Bölüm(11)

60.2K 3.6K 538
                                    

Keyifli okumalar...

*Bu bölümü can okuyucum Md_Selin'e ithaf ediyorum ^_^

*Neler daha ağırdır sırtımızda, acılarımız ya da anılarımız ? (Pablo Neruda)

Kurşun seslerinin arabaya değdiğinde çıkarttığı o ağır tok sesinin hemen ardından yere düşen kovan sesleri birbirini takip ediyordu. Bense duymak istemediğim bu seslere karşı kendimi kapatmıştım. Yüzüm sıcak bir bedene gömülmüş durumdayken kulaklarım o tanıdık ritmik sesi işitmiyordu. Gözyaşlarım Mehmet'in üniformasını ıslatmaya başladığında bile yaranın üzerindeki elimi bir an olsun çekmiyordum. Sanki elimi çekersem her şey bitecekti.

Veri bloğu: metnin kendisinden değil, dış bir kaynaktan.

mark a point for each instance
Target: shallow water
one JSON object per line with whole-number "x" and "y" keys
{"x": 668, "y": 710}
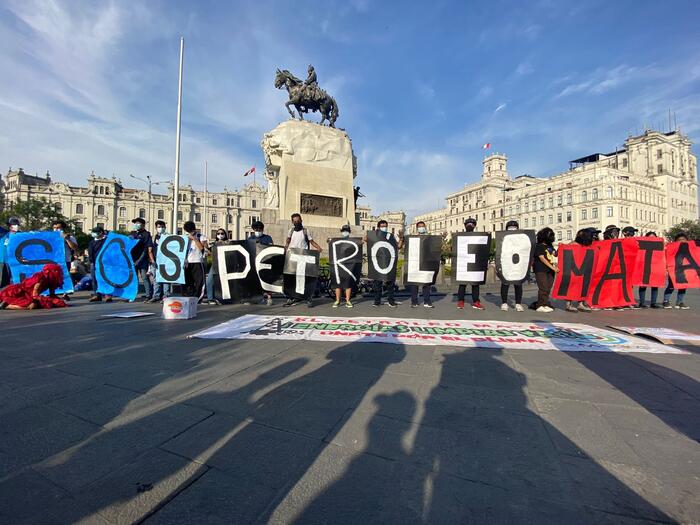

Gözlerimin önüne arabada doğacak oğlundan bahsederkenki hali geldi. Yüzünde baba olacağının verdiği gülümsemeyi belki bir daha hiç göremeyecektik. Oğlunun doğumuna hiç gidemeyecekti. Çektiği fotoğrafını arkadaşlarına hiç gösteremeycekti. Oğlu için, eşi için, bizim için zaman akmaya devam ederken o bu akan zamanın içinde olmayacaktı.

Ortaokula giderken yan evimizdeki bir kadının oğlunun askerde şehit olduğunu hatırlıyorum. Mahalle bayraklarla donatılmış herkes şehitler ölmez diye bağırırken o gözünden yaş eksilmeyen kadının anneme dönüp şehitler ölmez diyorlar peki oğlum nerde? Oğlumun kokusu, sesi nerde? dediğini hatırlıyorum.

Aldığım nefese karışan kan kokusu burun deliklerimden içeri dolduğunda boğazıma dizilen yumruları geçirmek adına bir kaç kez yutkunduktan sonra başımı kaldırarak omuzlarımı dikleştirdim. Ağlayıp durmamın şuan ona hiçbir faydası yoktu. Buraya gelmekte ki amacım onları hayatta tutmak, onlara elimden geldiğince yardım etmekti. Ağlayarak bu yardımı yapamayacağıma göre kendimi toparlamak zorundaydım. Üsteğmenin dediği gibi ağlamak için geceler vardı.

Kan olmayan elimle yanağımdaki yaşları sildikten sonra parmağımı şah damarına yerleştirdim. Gözlerimi kapatıp parmaklarımın ucuna değen o vuruşu hissetmeye çalışsam da nabzını bir türlü alamıyordum. Yarasının üstüne koyduğum elimi hızla geri çektim. Yarasından önce düşünmem gereken şey kalbinin geri atmaya başlaması olmalıydı. Dizime koyduğum başını kavrayarak yavaşça yere bıraktım sağ tarafında olduğum için hiç yer değiştirmeyerek dizlerimin üstünde durdum.

Üzerimdeki hemşire üniformasının kollarını yukarı doğru çektim. Elimi sternum kemiğinin alt ucundan iki üç santim yukarı yerleştirdikten sonra diğer elimi de onun üzerine koydum. Parmaklarımın göğüs kafesine temas etmemesine dikkat ettikten sonra kollarımı dikleştirdim ve kalp masajına başladım.

Üç dakika sonra masajı bırakıp geri çekildim ve bildiğim bütün duaları ederek parmaklarımı nabzını hissetmek için şah damarına yerleştirdim. Nabzını hissetmeyince umutsuzluğa kapılmayarak tekrardan kalp masajına başladım. Ağrımaya başlayan bileklerim umrumda bile değildi. Kendimi sadece hissetmem gereken nabza odaklamıştım.

Üç dakika sonra nabzını tekrardan kontrol ettim. Gözlerimi kapatıp derin bir nefes aldıktan sonra titremeye başlayan ellerime bakarak kendimi sakinleştirdim ve kalp masajına devam ettim.

"Oğlun için, eşin için geri dön Mehmet."

Masajı bırakıp tekrardan parmaklarımı şah damarının üzerine yerleştirdim. Umutsuzluk içinde parmaklarımı geri çekecektim ki parmaklarımın altındaki o zayıf vuruşu hissettim. Yüzümde kocaman bir gülümseme oluşurken bu sefer mutluluktan ağlamaya başladım.